Eran las 5:52 pm de una tarde cualquiera y de un año cualquiera como diría mi querida amiga cuando recibí su llamada.
Al contestar no identifiqué a mi interlocutora pero en el segundo intento la ternura se apoderó de mi, sonreí y comencé a bromearla.
Decidí sentarme placidamente para disfrutar de su llamada.
Comenzamos a hablar del todo y de la nada; me preguntó que qué estaba haciendo y si no me interrumpía, por supuesto que le dije que no, esperaba su llamada desde hace tiempo.
Hablamos de la salud, del trabajo, de la familia, de los viajes y de la vida.
La plática comenzó a girar en torno a ella: de sus sueños, de sus decepciones y de sus anhelos.
Mientras ella hablaba recordé que hace miles de lunas atrás mis ojos se llenaban de ella, con emoción reconocí que el gran cariño que le tengo es uno de los regalos que me dio la vida y que su amistad siempre será un gran tesoro que cuidaré por siempre.

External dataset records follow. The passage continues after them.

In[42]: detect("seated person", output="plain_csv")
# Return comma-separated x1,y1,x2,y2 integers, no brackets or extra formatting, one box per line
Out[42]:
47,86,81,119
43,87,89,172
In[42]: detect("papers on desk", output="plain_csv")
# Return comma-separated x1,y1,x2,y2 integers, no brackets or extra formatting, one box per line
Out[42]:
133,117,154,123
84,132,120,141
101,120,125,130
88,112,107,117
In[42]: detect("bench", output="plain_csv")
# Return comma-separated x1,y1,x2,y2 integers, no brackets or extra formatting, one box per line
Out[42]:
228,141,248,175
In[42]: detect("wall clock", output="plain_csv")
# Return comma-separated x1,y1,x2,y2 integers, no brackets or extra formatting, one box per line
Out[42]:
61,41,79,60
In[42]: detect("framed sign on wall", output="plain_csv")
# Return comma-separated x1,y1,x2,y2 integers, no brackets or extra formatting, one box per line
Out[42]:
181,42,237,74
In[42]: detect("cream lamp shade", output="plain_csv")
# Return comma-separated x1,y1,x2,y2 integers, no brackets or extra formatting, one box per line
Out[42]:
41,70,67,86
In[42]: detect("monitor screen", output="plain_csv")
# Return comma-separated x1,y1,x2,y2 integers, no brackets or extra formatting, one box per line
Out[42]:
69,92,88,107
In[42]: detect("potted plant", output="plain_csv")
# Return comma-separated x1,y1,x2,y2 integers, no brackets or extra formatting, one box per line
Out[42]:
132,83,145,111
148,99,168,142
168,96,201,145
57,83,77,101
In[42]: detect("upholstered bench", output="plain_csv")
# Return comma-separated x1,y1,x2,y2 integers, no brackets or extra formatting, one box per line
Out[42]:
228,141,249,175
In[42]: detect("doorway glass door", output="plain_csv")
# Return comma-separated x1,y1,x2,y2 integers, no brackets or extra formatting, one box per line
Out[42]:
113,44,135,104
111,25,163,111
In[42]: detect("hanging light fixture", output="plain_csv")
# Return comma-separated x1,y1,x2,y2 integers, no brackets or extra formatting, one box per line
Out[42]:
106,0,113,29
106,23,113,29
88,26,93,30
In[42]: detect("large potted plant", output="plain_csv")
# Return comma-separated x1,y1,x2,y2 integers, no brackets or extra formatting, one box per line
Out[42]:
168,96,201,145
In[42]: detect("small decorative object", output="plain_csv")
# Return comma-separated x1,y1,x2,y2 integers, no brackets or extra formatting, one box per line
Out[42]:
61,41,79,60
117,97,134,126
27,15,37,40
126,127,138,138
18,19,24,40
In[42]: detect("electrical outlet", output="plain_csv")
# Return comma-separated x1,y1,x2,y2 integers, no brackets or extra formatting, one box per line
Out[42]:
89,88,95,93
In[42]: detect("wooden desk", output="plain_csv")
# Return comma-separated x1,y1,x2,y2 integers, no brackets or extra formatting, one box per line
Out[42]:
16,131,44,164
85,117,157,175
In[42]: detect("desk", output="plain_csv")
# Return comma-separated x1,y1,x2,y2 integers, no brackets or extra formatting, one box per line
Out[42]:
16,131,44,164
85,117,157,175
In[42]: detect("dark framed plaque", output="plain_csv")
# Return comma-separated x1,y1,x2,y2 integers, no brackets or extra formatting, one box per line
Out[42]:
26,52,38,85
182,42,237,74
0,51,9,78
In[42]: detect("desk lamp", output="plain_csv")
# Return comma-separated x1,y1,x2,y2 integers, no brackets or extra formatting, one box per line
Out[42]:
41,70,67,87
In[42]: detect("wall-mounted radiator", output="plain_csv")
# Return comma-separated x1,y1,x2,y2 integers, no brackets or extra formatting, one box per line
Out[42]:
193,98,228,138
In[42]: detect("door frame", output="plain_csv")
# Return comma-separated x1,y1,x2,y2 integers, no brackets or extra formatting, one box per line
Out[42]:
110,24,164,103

El tiempo fue pasando tan rápido que no nos percatamos que comenzaba a obscurecer.
Entendí que ella necesitaba hablar, entendí que su llamada era un intento de regresar el tiempo, a ese tiempo en el que era yo su confidente y su terapeuta involuntaria.
Sonreía yo mientras ella hacia intentos por reacomodar su vida, claro, con el sabio consejo de su amiga entrañable.
Y así de la nada llegó la noche entre anécdotas y risas, nos despedimos con la certeza de saber que nuestra amistad duraría más allá de los 59:25 minutos que duró la llamada.